Эти вопросы для Светы были лучшим стимулом в учебе и поведении. Папа для девочки был непререкаемым авторитетом, ее первой и пока единственной любовью, но от того более искренней. 

Света лежала в кровати, но вопросы отчего-то не задавала.
- Лучик Света ты мой в темном царстве, что случилось?
Ребенок заплакал. Совершенно неожиданно, по-детски: сначала задрожал подбородок, искривился ротик, глазки наполнились слезами, и они, сорвавшись вниз, часто-часто закапали на пухлые щечки.
- Свееетик…
Не успел отец ничего сказать, как дочурка прыгнула на него, обняла из всех детских сил и сквозь уже не детские рыдания пыталась выговорить, но получалось только:
- уулечка! Ы-ыыыы, …ешь ведь, да? Ни наааа-гы..
Насилу успокоив ребенка, выяснилось следующее:
- Сегодня Анжела Витальевна сказала, что те, кто курит, умирают, - Света за-молчала и поджала губки, которые вновь начинали дрожать, - а Ты куришь, - обвинила она отца, - значит, умрешь. Папулечка, не надо! – и новая волна слез захлебнула девочку.
- Светик мой, Анжела Витальевна и права, и не права. Все люди умирают… и здесь не всегда важно, курит человек или нет. Вот наш дед Анатолий -  курит ведь?
Света кивнула головой, но смотрела пока недоверчиво.
- А сколько ему лет? Ты знаешь, сколько ему лет? 72! А он и тебя на плечах катает, и на крышу залезет, и меня обругает. И курит каждый день.
Света улыбнулась, вспомнив большого, казалось бы грозного, но очень доброго деда Анатолия.
- Ну да… - она задумалась на какое-то время, - так Ты не умрешь?!
- Как же я умру?
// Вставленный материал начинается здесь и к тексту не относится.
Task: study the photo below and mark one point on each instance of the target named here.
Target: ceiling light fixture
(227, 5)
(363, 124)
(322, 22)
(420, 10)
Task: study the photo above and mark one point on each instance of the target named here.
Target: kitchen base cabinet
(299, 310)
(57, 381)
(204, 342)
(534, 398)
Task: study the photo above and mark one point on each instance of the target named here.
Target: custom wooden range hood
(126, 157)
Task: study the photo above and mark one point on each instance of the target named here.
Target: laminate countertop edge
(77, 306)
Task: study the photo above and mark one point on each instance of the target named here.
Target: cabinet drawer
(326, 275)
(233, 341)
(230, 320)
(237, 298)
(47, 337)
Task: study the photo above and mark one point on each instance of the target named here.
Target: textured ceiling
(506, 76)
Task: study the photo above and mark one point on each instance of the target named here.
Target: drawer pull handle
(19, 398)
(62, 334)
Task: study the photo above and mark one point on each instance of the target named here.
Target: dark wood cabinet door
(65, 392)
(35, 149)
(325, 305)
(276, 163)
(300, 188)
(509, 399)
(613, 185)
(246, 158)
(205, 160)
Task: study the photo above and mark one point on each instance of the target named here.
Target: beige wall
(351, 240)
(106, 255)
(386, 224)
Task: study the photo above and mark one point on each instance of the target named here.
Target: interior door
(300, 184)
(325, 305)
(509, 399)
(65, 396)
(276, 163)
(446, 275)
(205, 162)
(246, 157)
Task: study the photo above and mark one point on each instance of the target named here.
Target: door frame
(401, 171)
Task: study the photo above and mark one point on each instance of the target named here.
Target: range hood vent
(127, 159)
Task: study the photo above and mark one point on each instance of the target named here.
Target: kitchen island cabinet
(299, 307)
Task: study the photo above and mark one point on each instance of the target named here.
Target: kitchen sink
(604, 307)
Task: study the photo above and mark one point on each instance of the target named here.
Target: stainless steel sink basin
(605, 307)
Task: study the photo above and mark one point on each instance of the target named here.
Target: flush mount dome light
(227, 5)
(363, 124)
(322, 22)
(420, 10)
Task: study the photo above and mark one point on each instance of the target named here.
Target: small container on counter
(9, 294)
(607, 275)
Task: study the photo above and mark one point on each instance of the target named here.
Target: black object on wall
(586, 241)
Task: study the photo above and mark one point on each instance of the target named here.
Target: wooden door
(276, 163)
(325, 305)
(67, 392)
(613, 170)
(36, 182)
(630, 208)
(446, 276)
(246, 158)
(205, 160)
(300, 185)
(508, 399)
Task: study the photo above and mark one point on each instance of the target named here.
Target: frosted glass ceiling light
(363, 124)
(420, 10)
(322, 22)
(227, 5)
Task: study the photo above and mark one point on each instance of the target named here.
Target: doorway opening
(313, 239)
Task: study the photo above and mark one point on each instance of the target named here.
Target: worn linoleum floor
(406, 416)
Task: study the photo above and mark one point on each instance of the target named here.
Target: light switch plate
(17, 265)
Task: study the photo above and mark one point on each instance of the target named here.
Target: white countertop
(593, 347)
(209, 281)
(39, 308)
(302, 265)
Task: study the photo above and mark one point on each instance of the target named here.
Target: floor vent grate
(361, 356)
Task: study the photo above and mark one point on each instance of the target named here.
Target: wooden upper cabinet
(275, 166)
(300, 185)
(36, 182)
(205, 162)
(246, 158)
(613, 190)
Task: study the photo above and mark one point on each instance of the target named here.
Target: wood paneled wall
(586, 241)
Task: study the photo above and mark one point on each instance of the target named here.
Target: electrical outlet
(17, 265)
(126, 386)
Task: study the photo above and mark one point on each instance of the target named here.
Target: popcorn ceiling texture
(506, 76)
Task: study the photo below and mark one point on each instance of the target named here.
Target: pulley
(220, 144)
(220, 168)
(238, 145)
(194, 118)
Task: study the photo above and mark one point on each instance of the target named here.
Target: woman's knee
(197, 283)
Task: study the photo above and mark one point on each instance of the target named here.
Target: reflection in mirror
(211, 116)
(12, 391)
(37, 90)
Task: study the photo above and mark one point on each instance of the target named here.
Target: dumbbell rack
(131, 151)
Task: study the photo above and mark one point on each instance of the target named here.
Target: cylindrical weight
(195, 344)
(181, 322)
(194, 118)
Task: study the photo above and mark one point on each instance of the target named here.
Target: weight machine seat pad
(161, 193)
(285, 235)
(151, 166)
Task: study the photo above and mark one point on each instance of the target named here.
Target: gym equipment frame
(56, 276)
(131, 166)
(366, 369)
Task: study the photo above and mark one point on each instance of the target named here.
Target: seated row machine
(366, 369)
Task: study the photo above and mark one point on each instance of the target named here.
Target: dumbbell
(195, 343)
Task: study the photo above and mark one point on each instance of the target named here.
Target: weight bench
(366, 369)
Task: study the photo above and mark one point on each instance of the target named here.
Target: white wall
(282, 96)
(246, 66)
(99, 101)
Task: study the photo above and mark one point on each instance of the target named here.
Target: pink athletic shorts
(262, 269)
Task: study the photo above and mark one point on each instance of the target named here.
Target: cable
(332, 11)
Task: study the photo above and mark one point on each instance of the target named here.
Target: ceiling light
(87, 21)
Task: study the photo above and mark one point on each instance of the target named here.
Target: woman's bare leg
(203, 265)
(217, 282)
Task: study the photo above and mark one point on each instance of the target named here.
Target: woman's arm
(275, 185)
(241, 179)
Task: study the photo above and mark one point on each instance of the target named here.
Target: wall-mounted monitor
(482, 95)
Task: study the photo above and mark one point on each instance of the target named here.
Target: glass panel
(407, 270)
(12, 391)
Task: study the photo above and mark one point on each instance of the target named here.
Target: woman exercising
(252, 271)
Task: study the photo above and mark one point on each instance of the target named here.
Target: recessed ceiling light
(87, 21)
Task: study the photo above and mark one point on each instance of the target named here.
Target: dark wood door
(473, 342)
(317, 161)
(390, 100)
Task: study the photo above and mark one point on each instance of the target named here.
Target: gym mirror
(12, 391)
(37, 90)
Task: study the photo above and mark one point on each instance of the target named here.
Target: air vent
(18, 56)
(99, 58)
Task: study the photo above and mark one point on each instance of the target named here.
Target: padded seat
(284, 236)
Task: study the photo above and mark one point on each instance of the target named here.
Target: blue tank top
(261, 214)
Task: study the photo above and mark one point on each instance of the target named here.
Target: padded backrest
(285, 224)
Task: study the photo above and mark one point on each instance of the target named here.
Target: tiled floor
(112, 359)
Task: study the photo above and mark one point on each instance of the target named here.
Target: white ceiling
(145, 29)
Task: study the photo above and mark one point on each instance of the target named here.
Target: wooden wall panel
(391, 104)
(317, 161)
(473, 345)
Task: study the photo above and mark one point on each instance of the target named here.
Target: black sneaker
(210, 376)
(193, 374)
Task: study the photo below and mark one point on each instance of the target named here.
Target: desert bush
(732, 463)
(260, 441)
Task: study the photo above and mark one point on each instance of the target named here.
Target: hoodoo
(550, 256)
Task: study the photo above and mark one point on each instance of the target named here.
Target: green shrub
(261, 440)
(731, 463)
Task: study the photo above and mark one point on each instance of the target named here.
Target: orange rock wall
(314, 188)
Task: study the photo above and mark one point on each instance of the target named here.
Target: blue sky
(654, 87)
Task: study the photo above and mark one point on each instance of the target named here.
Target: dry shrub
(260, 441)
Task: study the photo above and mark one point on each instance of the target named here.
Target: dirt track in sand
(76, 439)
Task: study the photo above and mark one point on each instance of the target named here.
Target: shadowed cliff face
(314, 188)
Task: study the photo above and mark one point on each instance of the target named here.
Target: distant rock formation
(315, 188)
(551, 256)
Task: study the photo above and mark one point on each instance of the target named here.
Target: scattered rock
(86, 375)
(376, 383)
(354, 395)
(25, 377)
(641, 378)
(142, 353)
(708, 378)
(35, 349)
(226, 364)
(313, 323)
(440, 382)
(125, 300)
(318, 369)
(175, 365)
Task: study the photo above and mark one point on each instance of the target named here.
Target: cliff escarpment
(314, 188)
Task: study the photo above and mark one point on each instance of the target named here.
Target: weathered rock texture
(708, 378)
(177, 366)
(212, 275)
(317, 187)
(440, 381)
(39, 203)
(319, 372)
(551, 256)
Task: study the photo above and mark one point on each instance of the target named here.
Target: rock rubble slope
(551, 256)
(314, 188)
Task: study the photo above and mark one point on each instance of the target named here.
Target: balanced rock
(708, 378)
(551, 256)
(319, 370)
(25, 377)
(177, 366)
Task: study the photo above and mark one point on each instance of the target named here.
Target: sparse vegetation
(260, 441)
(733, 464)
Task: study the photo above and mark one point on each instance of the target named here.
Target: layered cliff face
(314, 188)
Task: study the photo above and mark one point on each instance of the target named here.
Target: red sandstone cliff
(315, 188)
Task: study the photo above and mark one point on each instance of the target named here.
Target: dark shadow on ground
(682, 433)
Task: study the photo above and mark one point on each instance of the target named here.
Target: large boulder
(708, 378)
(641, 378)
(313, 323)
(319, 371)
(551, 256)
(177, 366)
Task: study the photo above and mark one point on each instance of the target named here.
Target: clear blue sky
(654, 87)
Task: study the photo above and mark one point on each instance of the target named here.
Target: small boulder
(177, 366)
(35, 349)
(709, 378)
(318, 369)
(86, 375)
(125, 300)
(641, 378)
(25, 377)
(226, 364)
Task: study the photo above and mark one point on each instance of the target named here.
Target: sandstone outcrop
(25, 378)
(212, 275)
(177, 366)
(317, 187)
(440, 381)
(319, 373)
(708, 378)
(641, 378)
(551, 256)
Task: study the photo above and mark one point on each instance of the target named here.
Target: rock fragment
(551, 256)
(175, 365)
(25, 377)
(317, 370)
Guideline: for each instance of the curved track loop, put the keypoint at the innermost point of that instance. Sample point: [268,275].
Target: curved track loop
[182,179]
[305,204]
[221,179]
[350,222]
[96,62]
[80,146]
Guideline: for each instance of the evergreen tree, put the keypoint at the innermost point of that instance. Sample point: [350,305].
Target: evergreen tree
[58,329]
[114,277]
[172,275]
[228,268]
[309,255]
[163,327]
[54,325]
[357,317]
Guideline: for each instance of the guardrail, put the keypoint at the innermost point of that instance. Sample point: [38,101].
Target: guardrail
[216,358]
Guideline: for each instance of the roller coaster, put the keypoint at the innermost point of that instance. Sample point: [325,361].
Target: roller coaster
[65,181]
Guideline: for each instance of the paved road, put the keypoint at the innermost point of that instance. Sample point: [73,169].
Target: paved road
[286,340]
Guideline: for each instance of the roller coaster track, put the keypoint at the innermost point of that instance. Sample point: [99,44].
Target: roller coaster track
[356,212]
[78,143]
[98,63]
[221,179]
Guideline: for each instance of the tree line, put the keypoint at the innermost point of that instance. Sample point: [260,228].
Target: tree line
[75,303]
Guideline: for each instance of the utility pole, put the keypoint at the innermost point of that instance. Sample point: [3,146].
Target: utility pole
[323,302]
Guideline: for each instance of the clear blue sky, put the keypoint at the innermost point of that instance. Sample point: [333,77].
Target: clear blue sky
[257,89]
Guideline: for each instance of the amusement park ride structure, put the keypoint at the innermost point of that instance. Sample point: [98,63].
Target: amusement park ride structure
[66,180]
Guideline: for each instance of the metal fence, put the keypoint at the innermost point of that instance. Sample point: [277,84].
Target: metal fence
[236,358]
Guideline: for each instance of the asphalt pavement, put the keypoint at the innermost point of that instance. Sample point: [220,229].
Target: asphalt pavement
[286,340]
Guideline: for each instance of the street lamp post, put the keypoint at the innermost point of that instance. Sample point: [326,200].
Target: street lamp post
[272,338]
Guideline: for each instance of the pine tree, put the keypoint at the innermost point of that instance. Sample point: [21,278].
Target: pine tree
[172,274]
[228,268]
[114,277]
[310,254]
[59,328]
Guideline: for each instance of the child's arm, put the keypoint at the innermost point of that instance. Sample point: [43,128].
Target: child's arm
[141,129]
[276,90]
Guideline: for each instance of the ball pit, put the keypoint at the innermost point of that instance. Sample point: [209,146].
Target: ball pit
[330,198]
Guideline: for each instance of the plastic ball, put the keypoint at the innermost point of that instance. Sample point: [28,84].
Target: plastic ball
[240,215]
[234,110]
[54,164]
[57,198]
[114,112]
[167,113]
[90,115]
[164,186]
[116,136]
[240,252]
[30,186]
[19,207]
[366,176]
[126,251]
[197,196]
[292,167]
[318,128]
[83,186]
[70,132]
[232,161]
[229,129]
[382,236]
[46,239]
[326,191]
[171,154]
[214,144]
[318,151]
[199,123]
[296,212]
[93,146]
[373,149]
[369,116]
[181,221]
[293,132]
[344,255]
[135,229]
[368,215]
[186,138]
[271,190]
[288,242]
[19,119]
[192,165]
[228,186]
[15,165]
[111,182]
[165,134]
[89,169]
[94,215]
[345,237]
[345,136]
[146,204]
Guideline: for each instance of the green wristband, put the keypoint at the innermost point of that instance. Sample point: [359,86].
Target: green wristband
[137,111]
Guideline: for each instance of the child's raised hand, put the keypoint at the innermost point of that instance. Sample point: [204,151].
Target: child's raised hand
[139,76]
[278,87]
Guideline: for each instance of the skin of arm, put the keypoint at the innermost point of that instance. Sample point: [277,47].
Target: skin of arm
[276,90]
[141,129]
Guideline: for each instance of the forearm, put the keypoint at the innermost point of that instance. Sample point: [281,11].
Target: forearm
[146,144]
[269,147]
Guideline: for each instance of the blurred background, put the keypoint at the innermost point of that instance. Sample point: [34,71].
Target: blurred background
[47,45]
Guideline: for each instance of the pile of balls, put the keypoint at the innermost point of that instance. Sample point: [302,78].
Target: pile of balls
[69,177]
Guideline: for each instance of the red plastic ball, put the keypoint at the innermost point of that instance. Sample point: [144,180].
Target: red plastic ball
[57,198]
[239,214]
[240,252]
А кто вас с мамой любить будет?
 Света вновь бросилась на отца, но уже от радости:
 - Папулечка мой, я тебя так люблю, так люблю! Как никто я тебя люблю! 
- Я знаю. И мне без твоей любви никуда.
- А мы завтра Леру Станиславовну заберем на чай?
- Как ты скажешь – так и будет.


СУПРУГА.

- Супруг мой любимый, - Татьяне нравилось называть Его «супругом», тем самым лишний раз подчеркивая свою безраздельную нежную власть над этим невероятным мужчиной. Татьяне нравилось ловить восхищенные взгляды других женщин, тайком или в открытую бросаемых на ее мужа, и осознавать, что только она имеет право в открытую выражать свою любовь к Нему.
Они вместе уже много лет. И с каждым годом ее чувство к Нему лишь подни-малось на новый уровень. Они много пережили вместе и ни разу не поссорились. Да, они вздорили по мелочам, но Татьяна находила в глубинах своего раздражения женскую мудрость и вначале силой, а после по привычке вытаскивала ее наружу, просила прощения, и Он тут же менялся в лице и рвался к ней навстречу. Она бы отдала за Него все на свете, а чего бы не было у нее – нашла, украла, создала бы…
Иногда ей хотелось плакать от переполнявшего счастья. Она ловила каждый Его взгляд,  каждое Его слово, чувствовала каждое движение Его души. И даже если Его не было рядом, Татьяна всей кожей ощущала Его тепло и присутствие. В такие моменты во власти мыслей и воспоминаний о Нем она чувствовала, словно чья-то сильная рука сжимала ее изнутри, и это было и больно, и приятно, и возбуждающе! Она помнила Его в начале знакомства – невероятным, сильным, смелым, таким небрежно-притягательным, таким уверенным в себе…. и помнила, как Он едва сдерживал слезы радости,  кружа ее и тест на беременность с двумя полосками, помнила, как очнувшись после обморока, увидела Его на коленях с глазами переполненными ужасом и беспокойством, помнила, какой заботой и вниманием Он окружил ее, когда не стало отца…
Иногда Татьяне казалось, что она не заслуживает такого мужчины, не достойна Его, не пара Ему. Но Он всегда мог найти нужные слова и убедить ее в обратном, заставить верить в себя и себе.
Она окружала Его заботой, Она предугадывала Его желания, Она жила для Него. Для Него  и для их ребенка.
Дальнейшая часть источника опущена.